Scheidender BaFin-Chef verteidigt Leerverkaufsverbot
Berlin: (hib/LL) Der 3. Untersuchungsausschuss („Wirecard“) des Deutschen Bundestages hat am Freitag, 26. März 2021, seine öffentliche Zeugenbefragung zum Fall des insolventen Zahlungsdienstleisters Wirecard fortgesetzt.
Als zweiter Zeuge wurde dabei am Abend auch der scheidende BaFin-Präsident, Felix Hufeld, verhört. Das Gremium interessierte dabei die Rolle des Behördenchefs im Zusammenhang mit dem im Februar 2019 von der BaFin erlassenen sogenannten Leerverkaufsverbots für Wirecard-Aktien.
Unter den damals gegeben Umständen und unter Berücksichtigung der damals verfügbaren Informationen sei die Entscheidung, zu der er seine Zustimmung gegeben habe, richtig gewesen.

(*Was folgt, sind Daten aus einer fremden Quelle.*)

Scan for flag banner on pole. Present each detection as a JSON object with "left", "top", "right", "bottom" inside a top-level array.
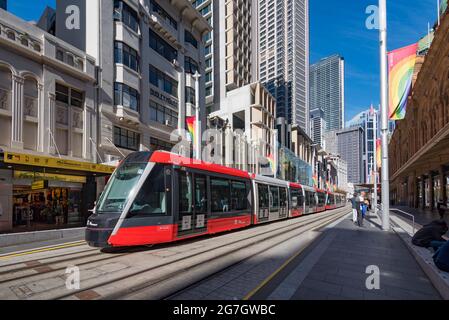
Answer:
[
  {"left": 388, "top": 43, "right": 418, "bottom": 120},
  {"left": 267, "top": 154, "right": 276, "bottom": 173},
  {"left": 376, "top": 139, "right": 382, "bottom": 168},
  {"left": 440, "top": 0, "right": 447, "bottom": 15},
  {"left": 186, "top": 117, "right": 196, "bottom": 146}
]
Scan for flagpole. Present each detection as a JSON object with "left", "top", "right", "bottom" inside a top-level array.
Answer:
[
  {"left": 373, "top": 110, "right": 377, "bottom": 216},
  {"left": 379, "top": 0, "right": 390, "bottom": 231},
  {"left": 193, "top": 71, "right": 201, "bottom": 160}
]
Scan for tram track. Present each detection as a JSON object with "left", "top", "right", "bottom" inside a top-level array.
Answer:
[
  {"left": 0, "top": 208, "right": 348, "bottom": 300},
  {"left": 120, "top": 208, "right": 347, "bottom": 300},
  {"left": 55, "top": 208, "right": 348, "bottom": 300}
]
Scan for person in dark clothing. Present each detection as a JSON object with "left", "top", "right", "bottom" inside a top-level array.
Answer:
[
  {"left": 437, "top": 200, "right": 447, "bottom": 220},
  {"left": 351, "top": 192, "right": 360, "bottom": 224},
  {"left": 412, "top": 220, "right": 448, "bottom": 250},
  {"left": 433, "top": 241, "right": 449, "bottom": 272}
]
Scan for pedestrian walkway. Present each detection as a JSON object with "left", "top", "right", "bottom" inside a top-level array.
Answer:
[{"left": 251, "top": 213, "right": 441, "bottom": 300}]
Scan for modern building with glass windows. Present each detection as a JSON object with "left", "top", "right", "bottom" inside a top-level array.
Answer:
[
  {"left": 310, "top": 55, "right": 345, "bottom": 131},
  {"left": 192, "top": 0, "right": 258, "bottom": 114},
  {"left": 258, "top": 0, "right": 310, "bottom": 141},
  {"left": 49, "top": 0, "right": 211, "bottom": 162}
]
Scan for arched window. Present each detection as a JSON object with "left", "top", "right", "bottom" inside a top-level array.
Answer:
[
  {"left": 23, "top": 77, "right": 39, "bottom": 150},
  {"left": 6, "top": 30, "right": 16, "bottom": 41},
  {"left": 20, "top": 37, "right": 28, "bottom": 47}
]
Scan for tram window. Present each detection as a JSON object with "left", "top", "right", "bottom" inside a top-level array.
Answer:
[
  {"left": 305, "top": 191, "right": 310, "bottom": 206},
  {"left": 290, "top": 189, "right": 299, "bottom": 209},
  {"left": 270, "top": 186, "right": 279, "bottom": 210},
  {"left": 210, "top": 178, "right": 230, "bottom": 213},
  {"left": 195, "top": 175, "right": 207, "bottom": 213},
  {"left": 97, "top": 163, "right": 148, "bottom": 214},
  {"left": 258, "top": 184, "right": 270, "bottom": 209},
  {"left": 130, "top": 166, "right": 167, "bottom": 216},
  {"left": 231, "top": 181, "right": 248, "bottom": 211},
  {"left": 179, "top": 172, "right": 193, "bottom": 213},
  {"left": 279, "top": 188, "right": 287, "bottom": 208}
]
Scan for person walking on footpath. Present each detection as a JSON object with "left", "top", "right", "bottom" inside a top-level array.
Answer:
[
  {"left": 351, "top": 192, "right": 360, "bottom": 224},
  {"left": 357, "top": 192, "right": 366, "bottom": 228}
]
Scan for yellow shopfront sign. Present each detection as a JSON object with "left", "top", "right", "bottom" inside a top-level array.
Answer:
[
  {"left": 31, "top": 180, "right": 48, "bottom": 190},
  {"left": 14, "top": 170, "right": 87, "bottom": 183},
  {"left": 4, "top": 152, "right": 115, "bottom": 174}
]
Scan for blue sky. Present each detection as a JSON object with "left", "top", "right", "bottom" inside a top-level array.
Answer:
[
  {"left": 310, "top": 0, "right": 437, "bottom": 120},
  {"left": 8, "top": 0, "right": 437, "bottom": 120}
]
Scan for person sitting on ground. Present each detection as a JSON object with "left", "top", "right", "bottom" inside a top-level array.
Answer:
[
  {"left": 433, "top": 241, "right": 449, "bottom": 272},
  {"left": 412, "top": 220, "right": 448, "bottom": 251},
  {"left": 437, "top": 199, "right": 447, "bottom": 220}
]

Man habe sich dabei keinesfalls nur auf die Hinweise der Staatsanwaltschaft München gestützt, und schon gar nicht auf Zuruf der Strafverfolgungsbehörde gehandelt, sondern sich ein Gesamtbild gemacht, und auch die Kursbewegungen der Wirecard-Aktie beobachtet, eine hohe Volatilität, einen starken Anstieg von Short-Positionen im Vorfeld gesehen, sowie schließlich eine zustimmende Meinung der Europäischen Wertpapier- und Marktaufsichtsbehörde (ESMA) einholen können.
Im Lichte all dieser Faktoren sei es richtig gewesen, diese Entscheidung zu treffen. Und: „Hundertprozent ja: Wir hatten es mit aggressiven Short Attacken zu tun.“ „In den Wochen vor unserer Maßnahme haben sich Short Positionen in dramatischer Weise aufgebaut.“
Die mit einem Grundton der Seriosität und Dringlichkeit übermittelten Hinweise der Staatsanwaltschaft habe man als absolut glaubhaft entgegengenommen. Gegenüber der Staatsanwaltschaft schwinge man sich nicht als Ermittler auf, der den zugestellten Hinweisen noch nachspüre. Das sei eine Frage des Umgang zwischen Behörden in Deutschland. Man müsse sich aufeinander verlassen können.
Der sich teilweise in dem Sinne, aus den Vorgängen vom Februar 2019 gelernt zu haben, selbstkritisch gebende Hufeld gestand angesichts der Neuartigkeit der damaligen Situation und der Kürze der Zeit eine gewisse operative Hast in seiner Behörde an jenem Februar-Wochenende vom 16./17.Februar 2019 zu.
Zudem hätte man in der Verfügung der Maßnahme besser kommunizieren müssen, dass die BaFin mit dem Leerverkaufsverbot keinesfalls das Unternehmen Wirecard habe schützen wollen und dass dies keine Parteinahme gewesen sei. Vielmehr habe die Gewährleistung des Marktvertrauens und des Anlegerschutzes für seine Behörde im Mittelpunkt gestanden.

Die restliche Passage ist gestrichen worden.